Il était une fois

Thyeste

Il aura fallu patienter quelques heures, quelques jours tout au plus, après la première représentation de ce « Thyeste » tant attendu, pour qu’une fumée blanche émane enfin des encres noires de nos journaux et annonce à l’institution théâtrale le nom de celui qui est désormais son nouveau pape : Thomas Jolly. Une question alors : sous la tiare, en quel théâtre le nouvel élu croit-il ?

S’il est impossible de répondre à sa place, l’œuvre laissée en héritage à l’histoire des murs du palais des Papes le soir de ce 7 juillet 2018 permet tout de même d’avoir une idée de ce que pourrait être sa réponse. C’est en la nécessité d’un théâtre de jeu où le comédien se fait médium de l’histoire des hommes que Thomas Jolly croit, et à travers cela, en la capacité des mots et du plateau de raisonner le spectateur par la monstration d’un réel brutal mais fantasmé dans lequel nous serions en train de sombrer. Et c’est peu dire qu’elle est noble et féconde, cette croyance de l’artiste en son champ, persuadé qu’il paraît être de la possibilité de renverser la Terre en jetant ses mots au ciel. Noble mais cruelle croyance, tant l’œuvre que le metteur en scène propose ici à ses spectateurs semble ne rien faire d’autre que de démontrer à son propre père qu’il a tort. Au terme des 2 h 30 que durent les cris et tremblements de la représentation, le festivalier n’a vu rien d’autre qu’une pièce où la forme n’est utilisée à aucune autre fin que celle de faire du théâtre cette huile chic au service des rouages d’une histoire. Et c’est bien dommage.

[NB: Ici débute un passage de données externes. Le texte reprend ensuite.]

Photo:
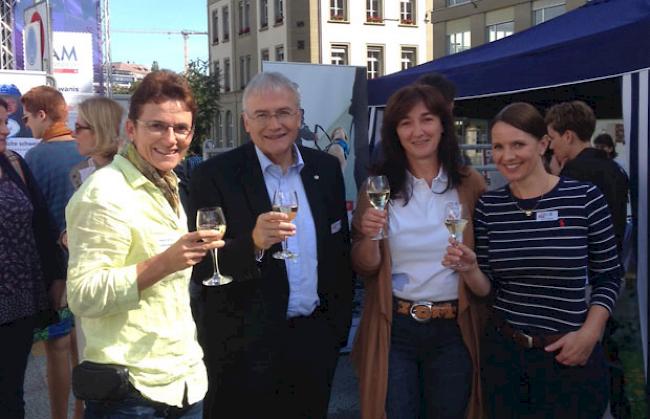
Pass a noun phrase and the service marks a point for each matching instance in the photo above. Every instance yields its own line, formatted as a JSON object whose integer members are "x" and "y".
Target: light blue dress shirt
{"x": 303, "y": 270}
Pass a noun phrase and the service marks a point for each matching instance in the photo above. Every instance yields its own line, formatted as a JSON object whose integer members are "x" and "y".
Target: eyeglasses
{"x": 159, "y": 128}
{"x": 78, "y": 128}
{"x": 283, "y": 116}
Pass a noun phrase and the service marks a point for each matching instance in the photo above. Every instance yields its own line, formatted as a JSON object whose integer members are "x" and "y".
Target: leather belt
{"x": 524, "y": 340}
{"x": 423, "y": 311}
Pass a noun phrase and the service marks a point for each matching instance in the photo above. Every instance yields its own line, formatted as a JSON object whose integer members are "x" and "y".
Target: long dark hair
{"x": 395, "y": 164}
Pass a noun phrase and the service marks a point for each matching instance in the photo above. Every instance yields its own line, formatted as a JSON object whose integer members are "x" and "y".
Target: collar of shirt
{"x": 274, "y": 169}
{"x": 439, "y": 182}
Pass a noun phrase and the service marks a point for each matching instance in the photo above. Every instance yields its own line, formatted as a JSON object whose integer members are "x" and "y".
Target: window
{"x": 499, "y": 23}
{"x": 409, "y": 57}
{"x": 547, "y": 10}
{"x": 374, "y": 11}
{"x": 407, "y": 12}
{"x": 500, "y": 30}
{"x": 375, "y": 61}
{"x": 219, "y": 127}
{"x": 279, "y": 11}
{"x": 339, "y": 54}
{"x": 244, "y": 16}
{"x": 230, "y": 129}
{"x": 458, "y": 35}
{"x": 215, "y": 26}
{"x": 338, "y": 10}
{"x": 264, "y": 55}
{"x": 264, "y": 14}
{"x": 455, "y": 2}
{"x": 226, "y": 74}
{"x": 457, "y": 42}
{"x": 226, "y": 24}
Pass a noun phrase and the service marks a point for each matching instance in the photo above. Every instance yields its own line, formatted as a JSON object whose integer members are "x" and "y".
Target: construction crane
{"x": 184, "y": 33}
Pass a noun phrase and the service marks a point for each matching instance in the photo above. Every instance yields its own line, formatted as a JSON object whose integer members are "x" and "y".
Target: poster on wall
{"x": 75, "y": 16}
{"x": 335, "y": 114}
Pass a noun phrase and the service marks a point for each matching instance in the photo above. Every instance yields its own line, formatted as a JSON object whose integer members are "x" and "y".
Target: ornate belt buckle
{"x": 421, "y": 311}
{"x": 523, "y": 339}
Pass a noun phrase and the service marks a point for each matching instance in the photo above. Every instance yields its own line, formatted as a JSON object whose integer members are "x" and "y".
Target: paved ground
{"x": 344, "y": 403}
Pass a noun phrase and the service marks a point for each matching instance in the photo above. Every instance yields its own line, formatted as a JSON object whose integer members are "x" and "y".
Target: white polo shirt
{"x": 418, "y": 240}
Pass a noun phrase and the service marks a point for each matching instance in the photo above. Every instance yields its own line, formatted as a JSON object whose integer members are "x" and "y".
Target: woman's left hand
{"x": 575, "y": 347}
{"x": 459, "y": 257}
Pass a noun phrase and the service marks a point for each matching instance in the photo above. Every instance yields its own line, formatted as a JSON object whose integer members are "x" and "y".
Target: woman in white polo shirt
{"x": 416, "y": 349}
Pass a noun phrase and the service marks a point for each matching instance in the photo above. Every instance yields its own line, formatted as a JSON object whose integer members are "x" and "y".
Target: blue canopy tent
{"x": 604, "y": 44}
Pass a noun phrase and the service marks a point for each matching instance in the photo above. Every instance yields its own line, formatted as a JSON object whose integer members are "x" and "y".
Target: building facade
{"x": 462, "y": 24}
{"x": 384, "y": 36}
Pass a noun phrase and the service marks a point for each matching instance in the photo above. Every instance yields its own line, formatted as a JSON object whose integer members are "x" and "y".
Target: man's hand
{"x": 271, "y": 228}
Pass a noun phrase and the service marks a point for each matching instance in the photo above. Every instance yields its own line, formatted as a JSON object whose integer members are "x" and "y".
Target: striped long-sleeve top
{"x": 539, "y": 263}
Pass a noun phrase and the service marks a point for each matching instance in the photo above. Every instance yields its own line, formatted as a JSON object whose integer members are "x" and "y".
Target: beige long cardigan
{"x": 370, "y": 351}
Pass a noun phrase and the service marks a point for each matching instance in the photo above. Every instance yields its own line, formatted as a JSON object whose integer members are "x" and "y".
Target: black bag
{"x": 100, "y": 382}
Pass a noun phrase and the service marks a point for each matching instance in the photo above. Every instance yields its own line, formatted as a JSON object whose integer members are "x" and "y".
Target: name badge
{"x": 165, "y": 242}
{"x": 335, "y": 227}
{"x": 547, "y": 216}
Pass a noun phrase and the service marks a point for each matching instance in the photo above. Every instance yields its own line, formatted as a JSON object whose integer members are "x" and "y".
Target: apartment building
{"x": 384, "y": 36}
{"x": 462, "y": 24}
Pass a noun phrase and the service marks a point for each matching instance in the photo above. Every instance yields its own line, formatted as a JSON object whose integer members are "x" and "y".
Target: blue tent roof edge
{"x": 569, "y": 48}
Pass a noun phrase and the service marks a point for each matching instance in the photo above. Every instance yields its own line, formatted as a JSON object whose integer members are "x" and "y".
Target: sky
{"x": 158, "y": 15}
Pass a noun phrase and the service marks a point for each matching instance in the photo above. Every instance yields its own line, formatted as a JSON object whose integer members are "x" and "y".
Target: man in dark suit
{"x": 570, "y": 126}
{"x": 272, "y": 336}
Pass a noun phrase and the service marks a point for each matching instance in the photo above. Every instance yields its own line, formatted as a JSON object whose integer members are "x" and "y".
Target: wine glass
{"x": 455, "y": 220}
{"x": 378, "y": 191}
{"x": 212, "y": 218}
{"x": 286, "y": 203}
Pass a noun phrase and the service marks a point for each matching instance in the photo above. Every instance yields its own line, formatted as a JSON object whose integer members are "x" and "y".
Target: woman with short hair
{"x": 130, "y": 255}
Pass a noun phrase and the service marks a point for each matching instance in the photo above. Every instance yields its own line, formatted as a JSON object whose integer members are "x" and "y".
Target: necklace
{"x": 529, "y": 211}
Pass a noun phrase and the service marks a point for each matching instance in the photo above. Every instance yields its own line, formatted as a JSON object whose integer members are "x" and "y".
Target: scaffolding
{"x": 7, "y": 59}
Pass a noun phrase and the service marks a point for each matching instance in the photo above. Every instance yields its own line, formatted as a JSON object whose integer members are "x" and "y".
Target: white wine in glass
{"x": 455, "y": 220}
{"x": 212, "y": 218}
{"x": 286, "y": 203}
{"x": 378, "y": 191}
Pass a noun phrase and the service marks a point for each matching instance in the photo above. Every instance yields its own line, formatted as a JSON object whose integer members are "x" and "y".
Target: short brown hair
{"x": 576, "y": 116}
{"x": 104, "y": 116}
{"x": 48, "y": 100}
{"x": 524, "y": 117}
{"x": 158, "y": 87}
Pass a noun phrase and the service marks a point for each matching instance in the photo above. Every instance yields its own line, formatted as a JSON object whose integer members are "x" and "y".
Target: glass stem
{"x": 214, "y": 260}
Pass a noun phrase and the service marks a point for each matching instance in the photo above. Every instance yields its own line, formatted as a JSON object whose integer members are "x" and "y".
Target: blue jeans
{"x": 136, "y": 406}
{"x": 523, "y": 383}
{"x": 429, "y": 370}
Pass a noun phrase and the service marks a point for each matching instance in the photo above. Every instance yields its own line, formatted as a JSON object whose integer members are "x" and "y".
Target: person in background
{"x": 538, "y": 239}
{"x": 129, "y": 257}
{"x": 412, "y": 367}
{"x": 97, "y": 133}
{"x": 51, "y": 161}
{"x": 570, "y": 127}
{"x": 31, "y": 260}
{"x": 339, "y": 146}
{"x": 272, "y": 336}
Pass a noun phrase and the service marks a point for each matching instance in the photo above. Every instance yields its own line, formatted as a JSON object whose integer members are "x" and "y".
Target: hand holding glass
{"x": 378, "y": 191}
{"x": 286, "y": 203}
{"x": 455, "y": 220}
{"x": 212, "y": 218}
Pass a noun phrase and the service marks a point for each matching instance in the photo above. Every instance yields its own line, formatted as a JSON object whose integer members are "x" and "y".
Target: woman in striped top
{"x": 539, "y": 240}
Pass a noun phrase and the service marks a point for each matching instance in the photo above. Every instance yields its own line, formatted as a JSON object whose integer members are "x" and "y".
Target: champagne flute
{"x": 455, "y": 220}
{"x": 286, "y": 203}
{"x": 378, "y": 191}
{"x": 212, "y": 218}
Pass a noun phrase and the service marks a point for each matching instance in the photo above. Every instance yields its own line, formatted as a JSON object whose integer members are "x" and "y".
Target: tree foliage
{"x": 205, "y": 87}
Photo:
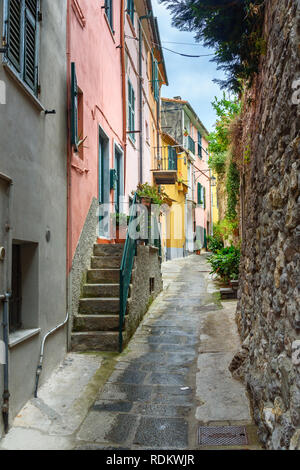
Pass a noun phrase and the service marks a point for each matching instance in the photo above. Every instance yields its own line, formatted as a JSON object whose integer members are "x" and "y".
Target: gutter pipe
{"x": 145, "y": 17}
{"x": 40, "y": 365}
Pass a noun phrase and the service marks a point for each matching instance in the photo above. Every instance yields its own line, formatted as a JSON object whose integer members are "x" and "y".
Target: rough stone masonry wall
{"x": 269, "y": 296}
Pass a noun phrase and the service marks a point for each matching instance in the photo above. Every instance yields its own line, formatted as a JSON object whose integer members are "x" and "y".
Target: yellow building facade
{"x": 174, "y": 159}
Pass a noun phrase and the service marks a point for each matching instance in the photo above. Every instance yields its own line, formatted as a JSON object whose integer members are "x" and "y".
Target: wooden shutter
{"x": 74, "y": 106}
{"x": 14, "y": 37}
{"x": 30, "y": 43}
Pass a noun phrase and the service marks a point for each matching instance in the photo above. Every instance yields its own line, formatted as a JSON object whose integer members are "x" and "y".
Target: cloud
{"x": 190, "y": 78}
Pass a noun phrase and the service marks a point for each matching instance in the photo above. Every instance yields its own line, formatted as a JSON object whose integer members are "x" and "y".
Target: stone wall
{"x": 269, "y": 296}
{"x": 147, "y": 265}
{"x": 82, "y": 261}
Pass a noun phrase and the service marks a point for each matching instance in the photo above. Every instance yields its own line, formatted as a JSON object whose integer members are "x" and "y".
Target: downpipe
{"x": 6, "y": 394}
{"x": 40, "y": 365}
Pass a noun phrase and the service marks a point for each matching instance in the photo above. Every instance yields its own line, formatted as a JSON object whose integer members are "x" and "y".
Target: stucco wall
{"x": 147, "y": 265}
{"x": 268, "y": 307}
{"x": 33, "y": 153}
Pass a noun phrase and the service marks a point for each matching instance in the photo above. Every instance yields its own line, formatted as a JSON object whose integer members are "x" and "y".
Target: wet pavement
{"x": 162, "y": 390}
{"x": 172, "y": 378}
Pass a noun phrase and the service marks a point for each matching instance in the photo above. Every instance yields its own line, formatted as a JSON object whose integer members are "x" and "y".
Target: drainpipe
{"x": 6, "y": 394}
{"x": 5, "y": 298}
{"x": 148, "y": 16}
{"x": 40, "y": 365}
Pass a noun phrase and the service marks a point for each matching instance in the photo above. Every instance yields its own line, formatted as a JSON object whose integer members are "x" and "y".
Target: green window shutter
{"x": 14, "y": 36}
{"x": 74, "y": 107}
{"x": 30, "y": 43}
{"x": 199, "y": 193}
{"x": 130, "y": 10}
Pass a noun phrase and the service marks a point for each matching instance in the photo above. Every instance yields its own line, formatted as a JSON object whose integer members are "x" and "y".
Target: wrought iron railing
{"x": 167, "y": 159}
{"x": 126, "y": 270}
{"x": 129, "y": 253}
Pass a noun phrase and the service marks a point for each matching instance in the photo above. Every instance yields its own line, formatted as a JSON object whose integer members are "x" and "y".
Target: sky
{"x": 190, "y": 78}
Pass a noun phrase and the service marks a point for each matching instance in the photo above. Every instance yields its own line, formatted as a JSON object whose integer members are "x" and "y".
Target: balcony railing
{"x": 191, "y": 145}
{"x": 165, "y": 166}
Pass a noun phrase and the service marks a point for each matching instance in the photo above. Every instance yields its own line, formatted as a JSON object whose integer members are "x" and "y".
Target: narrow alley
{"x": 171, "y": 380}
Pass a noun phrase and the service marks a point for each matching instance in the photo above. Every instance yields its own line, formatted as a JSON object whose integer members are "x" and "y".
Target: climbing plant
{"x": 233, "y": 28}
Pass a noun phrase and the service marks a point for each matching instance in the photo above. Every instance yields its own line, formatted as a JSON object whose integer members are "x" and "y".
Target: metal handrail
{"x": 126, "y": 271}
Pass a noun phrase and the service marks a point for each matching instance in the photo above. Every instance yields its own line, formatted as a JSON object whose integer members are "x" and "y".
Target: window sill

C’est dommage parce que Thomas Jolly démontre ici comme souvent, mais avec plus d’humilité peut-être, ce qui est une bonne chose, qu’il aime les textes et comprend les hommes. Reste qu’à Avignon, dans cette cour ou Jean Vilar programmait « La Chinoise » de Godard en 1967 pour prévenir de la fureur à venir de 1968, il n’est pas question de raconter des histoires, mais bien plutôt de violenter son temps en arrachant aux bouches de ceux qui le voient les hurlements de stupeur et d’incompréhension qui leur permettront de « prendre leur vengeance sur la cécité et la stupidité du monde », ainsi que le dit si justement Thomas Ostermeier. Et malgré le talent indéniable de l’artiste, qui joue de son art tel un artisan de grand luxe, nous en sommes ici bien loin, alors que s’éloigne la fureur folle du monde et des hommes à l’instant même ou la lumière se rallume, et où les applaudissements retentissent.